Castelnaudary | Ziel der Hausboottour

Die Fahrt nach Castelnaudary ist für uns die letzte Etappe einer tollen Hausboottour auf dem Canal du Midi. Damit wollen wir den Tag nochmals mit einem ausgiebigen Frühstück auf dem Boot starten. Lars schwingt sich aufs Fahrrad und flitzt nach Villepinte. Mit frischem Baguette und leckerem Käsegebäck kommt er wieder zurück – prima! Bereits am Vorabend hatte sich gezeigt, dass wir mit unserer Einschätzung richtig lagen: Carcassonne hat offenbar das Gros der anderen Hausboote aufgehalten. Denn trotz unseres frühen Feierabends sind nur zwei, drei Boote an uns vorbeigefahren. Wir hatten also Ruhe und ruhig ist es immer noch – herrlich.

Das Ziel der Hausboottour ist in Sicht

Vom Hafen in Castelnaudary trennen uns noch zwölf Kilometer. Allerdings sind auf diesen neun Schleusen zu absolvieren. Zum Glück klappt das Schleusen heute wie am Schnürchen.

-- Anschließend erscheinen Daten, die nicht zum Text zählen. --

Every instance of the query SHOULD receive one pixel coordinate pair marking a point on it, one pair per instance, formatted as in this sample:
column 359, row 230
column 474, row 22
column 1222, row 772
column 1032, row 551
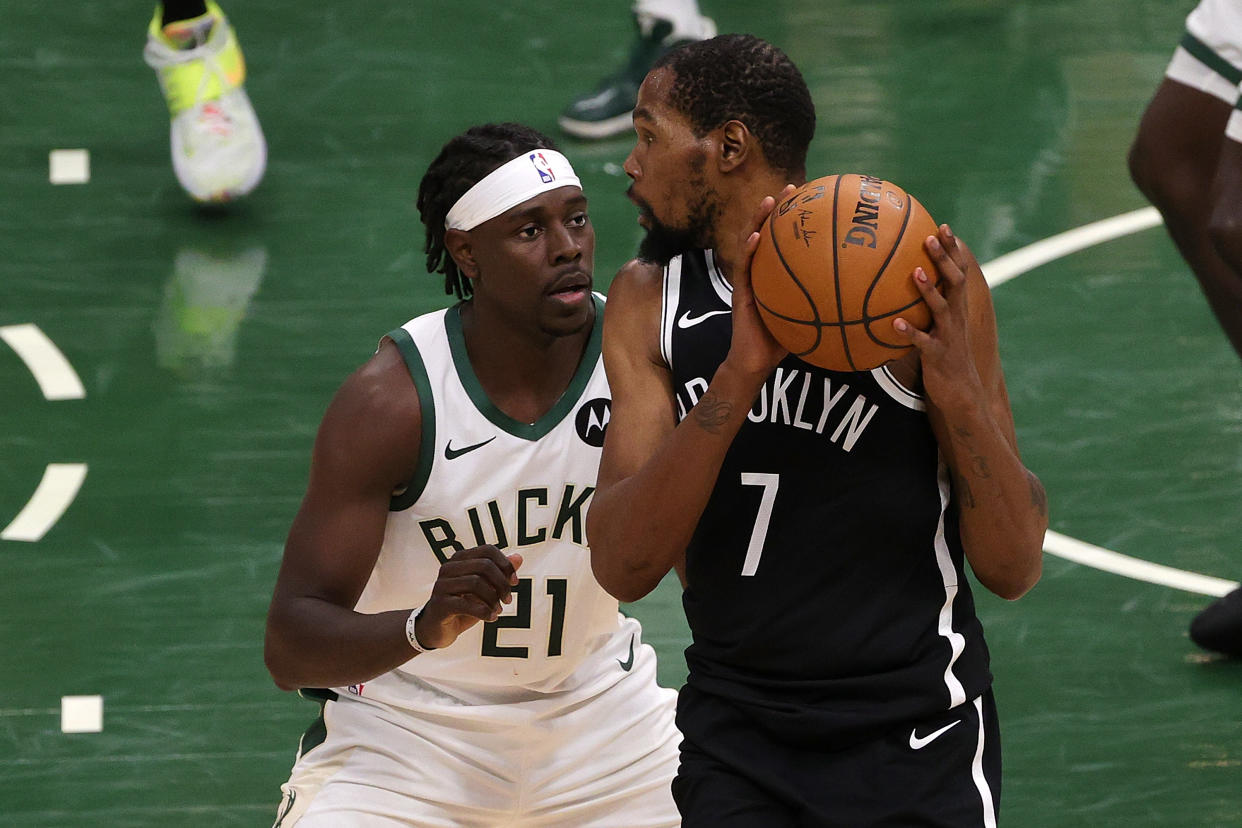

Doch liegen die Schleusen teilweise so nah beieinander, dass es sich für mich kaum lohnt, jedes Mal wieder aufs Boot zu hüpfen, um kurz darauf wieder an Land zu springen.

Egal, etwas sportliche Betätigung tut ganz gut, zu der wir außerdem reichlich Zeit haben. Meist sind wir alleine in der Schleuse. Da auch kein Gegenverkehr kommt, kann ich zwischendurch sogar eine Flasche Wein in dem hübschen Laden einkaufen, während Lars das Boot festhält und sich mit dem Schleusenwärter unterhält.

Dreierschleuse von Vivier

In der Dreierschleuse von Vivier nimmt der Schleusenwärter das Wassersparen schließlich besonders ernst. Während wir nach oben geschleust werden, schleust er ein anderes Boot hinunter. In der mittleren Schleuse treffen wir uns, wobei wir zunächst in die oberste Kammer wechseln, eh das andere Boot unseren alten Platz einnimmt. So etwas gab es sonst nirgends. Entgegen unserer Erwartung kommen wir auch dadurch bereits kurz vor der Mittagspause bei der Viererschleuse unterhalb von Castelnaudary an. Es ist mal wieder Siesta und damit Gelegenheit für uns, die restliche Mockturtle von gestern aufzuteilen.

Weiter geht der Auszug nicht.